We migrate to a new SBS 2005 Domain last month. We take the opotunity to create virtual machines for the following servers
Buid Machine
Svn Repository Machine
Bug Traking Machine (FogBugz)
Testing Databases
I recently had to build an internal network for our training division, enabling the classrooms to be networked and have access to various technologies. Because of the lack of hardware and equipment and running in an exclusive cash only environment I decided to go with a virtual solution on the server.
The server itself is running CentOS 5.1 with VMWare 1.0.6 loaded as the virtualisation provider. On top of this we have 4 Windows Server 2003 machines running, making up the Active Directory, Exchange, ISA, Database and Windows/AV updates component. File sharing and internet routing through the corporate network and ADSL is handled via the CentOS platform.
The setup allows us to expand to physical machines at a later stage quickly, and allows the main server to replaced with minimum downtime on the network, as it only requires the moving of the Virtual Machines and starting them up on the new box.
Project Management (dotProject)
Generic Testing Servers (IIS, PHP, etc)
Do you plan to get rid of those old machines any time soon? No
And which server products do you use?
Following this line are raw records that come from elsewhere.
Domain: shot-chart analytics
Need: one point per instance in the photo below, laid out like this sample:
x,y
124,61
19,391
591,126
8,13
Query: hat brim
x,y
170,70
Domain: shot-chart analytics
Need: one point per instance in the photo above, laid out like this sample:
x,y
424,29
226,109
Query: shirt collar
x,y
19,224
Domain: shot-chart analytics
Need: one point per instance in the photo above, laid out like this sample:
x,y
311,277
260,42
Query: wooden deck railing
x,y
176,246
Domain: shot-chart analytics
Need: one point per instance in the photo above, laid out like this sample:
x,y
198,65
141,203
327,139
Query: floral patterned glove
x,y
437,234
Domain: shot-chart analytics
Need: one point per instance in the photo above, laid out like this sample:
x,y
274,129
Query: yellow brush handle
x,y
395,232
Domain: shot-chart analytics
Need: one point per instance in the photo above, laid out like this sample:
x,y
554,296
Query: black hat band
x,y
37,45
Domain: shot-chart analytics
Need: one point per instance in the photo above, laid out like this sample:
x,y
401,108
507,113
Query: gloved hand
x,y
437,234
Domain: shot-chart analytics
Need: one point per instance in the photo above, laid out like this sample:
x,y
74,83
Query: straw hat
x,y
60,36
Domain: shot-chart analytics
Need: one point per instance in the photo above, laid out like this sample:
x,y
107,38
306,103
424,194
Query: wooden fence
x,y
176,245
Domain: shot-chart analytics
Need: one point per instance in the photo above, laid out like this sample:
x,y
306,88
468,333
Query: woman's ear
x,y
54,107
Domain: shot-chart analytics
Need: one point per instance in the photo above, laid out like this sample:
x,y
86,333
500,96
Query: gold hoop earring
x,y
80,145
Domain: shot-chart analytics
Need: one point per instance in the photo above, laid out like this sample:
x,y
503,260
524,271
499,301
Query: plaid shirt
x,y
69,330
MS Virtual Server
We use ESX in our labs and lately we've virtualized our document sharing service (KnowledgeTree), the lab management tools and almost all of our department's internal web servers.
We also virtualized almost all of our QA department's test machines, with the exception of the performance and stability testing hardware.
We aren't going to get rid of the hardware any time soon, it will be used to decrease the budget needs and increase the number of projects that can be handled by one lab.
We use VMware ESX 3.5.x exclusively.
We virtualise a copy of a test client and server, so we can deploy to them before sending the files to the customer. They also gets used to test bug reports.
We find this is the biggest benefit to virtualisation as we can keep lots of per-customer versions around.
We also VM our web server, and corporate division has virtualised everything.